Option 3 becomes awkward under these extended constraints. We can perhaps say that a property prop_foo has a generator named gen_foo, a shrinker named shrink_foo, etc. But in many cases we may want to use the same generator (say, one for sorted arrays of integers) for multiple properties. we can of course do that with simple function definitions (entry gen_foo = generate_sorted_array), but I must admit I am uncomfortable with the notion of magic names.

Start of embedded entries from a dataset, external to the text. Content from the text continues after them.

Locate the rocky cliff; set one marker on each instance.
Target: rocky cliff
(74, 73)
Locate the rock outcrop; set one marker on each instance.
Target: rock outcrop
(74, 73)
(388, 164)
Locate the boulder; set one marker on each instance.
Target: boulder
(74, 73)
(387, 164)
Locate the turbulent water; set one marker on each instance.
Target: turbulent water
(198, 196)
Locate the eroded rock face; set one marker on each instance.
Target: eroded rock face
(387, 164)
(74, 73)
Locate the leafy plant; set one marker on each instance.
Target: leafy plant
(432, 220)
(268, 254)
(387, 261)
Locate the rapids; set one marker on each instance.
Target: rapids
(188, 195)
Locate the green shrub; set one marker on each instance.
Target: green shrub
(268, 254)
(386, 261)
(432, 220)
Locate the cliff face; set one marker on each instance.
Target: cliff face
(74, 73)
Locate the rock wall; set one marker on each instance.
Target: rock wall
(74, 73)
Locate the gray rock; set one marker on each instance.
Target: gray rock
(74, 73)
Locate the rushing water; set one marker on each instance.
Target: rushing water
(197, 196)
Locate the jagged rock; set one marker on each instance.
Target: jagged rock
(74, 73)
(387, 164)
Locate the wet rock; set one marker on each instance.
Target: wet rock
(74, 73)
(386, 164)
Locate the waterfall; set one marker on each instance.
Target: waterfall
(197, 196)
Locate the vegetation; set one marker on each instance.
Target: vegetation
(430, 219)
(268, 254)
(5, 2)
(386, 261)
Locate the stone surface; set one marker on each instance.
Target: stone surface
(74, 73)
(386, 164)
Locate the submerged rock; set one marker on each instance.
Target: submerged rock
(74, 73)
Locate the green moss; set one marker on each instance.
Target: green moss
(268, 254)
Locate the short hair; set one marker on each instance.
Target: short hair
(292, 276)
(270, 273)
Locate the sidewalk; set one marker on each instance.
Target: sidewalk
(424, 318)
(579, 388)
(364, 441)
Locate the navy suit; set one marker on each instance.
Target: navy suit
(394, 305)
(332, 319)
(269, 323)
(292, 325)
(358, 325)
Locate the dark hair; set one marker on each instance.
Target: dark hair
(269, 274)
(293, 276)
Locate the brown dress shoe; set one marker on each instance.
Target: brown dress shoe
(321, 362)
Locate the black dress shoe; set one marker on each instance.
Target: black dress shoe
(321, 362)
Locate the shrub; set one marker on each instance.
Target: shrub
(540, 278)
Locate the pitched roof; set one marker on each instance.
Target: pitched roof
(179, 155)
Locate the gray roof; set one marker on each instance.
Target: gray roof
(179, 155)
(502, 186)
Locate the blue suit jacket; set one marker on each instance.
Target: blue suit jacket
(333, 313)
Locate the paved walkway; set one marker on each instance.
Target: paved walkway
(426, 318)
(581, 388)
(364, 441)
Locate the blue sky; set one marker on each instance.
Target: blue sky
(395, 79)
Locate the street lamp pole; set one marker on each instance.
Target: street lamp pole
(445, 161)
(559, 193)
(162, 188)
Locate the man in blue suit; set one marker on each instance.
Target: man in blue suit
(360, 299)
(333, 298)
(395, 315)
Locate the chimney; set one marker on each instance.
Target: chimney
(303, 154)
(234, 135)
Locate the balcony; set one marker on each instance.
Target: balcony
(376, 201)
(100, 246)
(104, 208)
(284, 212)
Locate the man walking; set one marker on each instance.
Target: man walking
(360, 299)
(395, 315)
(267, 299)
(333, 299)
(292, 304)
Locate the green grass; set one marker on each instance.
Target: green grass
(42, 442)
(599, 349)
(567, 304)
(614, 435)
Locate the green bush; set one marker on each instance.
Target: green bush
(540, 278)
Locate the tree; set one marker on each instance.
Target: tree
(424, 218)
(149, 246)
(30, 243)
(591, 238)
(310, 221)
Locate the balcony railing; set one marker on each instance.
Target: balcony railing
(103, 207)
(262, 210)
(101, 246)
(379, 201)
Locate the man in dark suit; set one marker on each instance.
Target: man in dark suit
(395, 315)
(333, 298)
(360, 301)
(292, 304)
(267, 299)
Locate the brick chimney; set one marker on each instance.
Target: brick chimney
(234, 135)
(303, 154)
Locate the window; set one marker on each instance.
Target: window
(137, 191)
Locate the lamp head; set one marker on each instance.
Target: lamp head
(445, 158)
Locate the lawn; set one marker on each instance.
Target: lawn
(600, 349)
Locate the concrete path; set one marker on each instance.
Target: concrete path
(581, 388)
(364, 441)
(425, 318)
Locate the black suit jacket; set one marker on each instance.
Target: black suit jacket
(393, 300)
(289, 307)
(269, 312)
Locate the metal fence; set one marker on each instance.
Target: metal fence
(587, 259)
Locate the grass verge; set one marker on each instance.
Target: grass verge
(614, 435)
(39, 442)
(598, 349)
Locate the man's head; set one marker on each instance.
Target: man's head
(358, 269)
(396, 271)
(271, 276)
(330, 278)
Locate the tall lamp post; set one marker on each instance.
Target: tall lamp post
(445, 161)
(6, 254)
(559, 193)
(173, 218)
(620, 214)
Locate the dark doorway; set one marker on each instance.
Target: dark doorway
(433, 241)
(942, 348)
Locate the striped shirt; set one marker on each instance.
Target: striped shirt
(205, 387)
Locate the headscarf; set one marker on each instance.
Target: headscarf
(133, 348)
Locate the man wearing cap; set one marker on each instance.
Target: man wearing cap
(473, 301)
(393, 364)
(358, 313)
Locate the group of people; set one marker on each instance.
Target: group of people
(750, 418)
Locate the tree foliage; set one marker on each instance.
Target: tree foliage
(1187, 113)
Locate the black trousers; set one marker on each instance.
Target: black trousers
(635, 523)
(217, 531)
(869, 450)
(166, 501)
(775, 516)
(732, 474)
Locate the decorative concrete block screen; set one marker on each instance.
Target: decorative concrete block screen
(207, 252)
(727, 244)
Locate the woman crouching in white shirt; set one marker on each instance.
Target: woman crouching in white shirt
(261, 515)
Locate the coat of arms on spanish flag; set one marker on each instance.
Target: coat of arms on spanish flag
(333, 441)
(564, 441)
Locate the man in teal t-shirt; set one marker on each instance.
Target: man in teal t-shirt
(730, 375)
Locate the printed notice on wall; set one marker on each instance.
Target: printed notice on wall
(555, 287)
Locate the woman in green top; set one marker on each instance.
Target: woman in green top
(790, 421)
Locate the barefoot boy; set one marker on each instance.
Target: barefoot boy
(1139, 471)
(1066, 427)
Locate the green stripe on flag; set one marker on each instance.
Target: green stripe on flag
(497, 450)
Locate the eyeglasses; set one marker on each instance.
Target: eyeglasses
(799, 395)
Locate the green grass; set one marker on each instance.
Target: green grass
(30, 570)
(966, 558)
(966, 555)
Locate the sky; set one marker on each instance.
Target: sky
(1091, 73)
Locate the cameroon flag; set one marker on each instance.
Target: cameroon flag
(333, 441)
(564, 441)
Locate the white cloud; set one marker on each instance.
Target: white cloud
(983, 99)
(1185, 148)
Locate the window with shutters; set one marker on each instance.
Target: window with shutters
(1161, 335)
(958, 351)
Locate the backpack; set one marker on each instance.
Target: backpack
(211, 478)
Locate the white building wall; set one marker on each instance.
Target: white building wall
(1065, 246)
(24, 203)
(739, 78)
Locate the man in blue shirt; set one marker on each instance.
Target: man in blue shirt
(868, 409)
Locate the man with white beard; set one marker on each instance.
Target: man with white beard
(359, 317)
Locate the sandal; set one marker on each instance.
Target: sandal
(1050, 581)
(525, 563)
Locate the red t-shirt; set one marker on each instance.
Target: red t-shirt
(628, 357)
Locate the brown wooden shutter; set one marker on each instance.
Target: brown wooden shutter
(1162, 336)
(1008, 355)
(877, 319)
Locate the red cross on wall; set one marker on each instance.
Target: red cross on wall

Option 4 handles this easily enough, simply by adding the information to the property. For example:

#[prop(gen_foo, shrink_foo, pp_foo)]
entry some_property = ...

Similarly, since option 5 also comes with some bespoke notation, it is also easy to just jam in whatever information we wish. For example:

-- ==
-- property some_property { generator=gen_foo, shrinker=shrink_foo, printer=pp_foo }

entry some_property = ...

(I did not put much thought into this specific syntax, it is intended solely as demonstration.)

The largest problem with option 5 is that it is essentially another language (albeit a tiny one) that users have to learn, written inside comments. While it is fine, I don’t think anyone particularly likes it, and users are sometimes confused by its syntax and behaviour.

We are left with three viable options. All of these will work technically, but have implications for the user experience. Which option is preferable may be up to personal judgement. There is also the possibility of mixing them - for example, you could assume all entry points named prop_* are properties, but use attributes for connecting them to generators, shrinkers, and prettyprinters. The current prototype implements option 4, but I am personally leaning towards option 5.

Of course, I should note that I am not writing this post about surface syntax because it is the most interesting part of property based testing. There are other questions still to answer, such as how to actually write generators or shrinkers (do we need combinator libraries?), but these have much clearer technical properties that make it easier to decide whether a solution is good or not.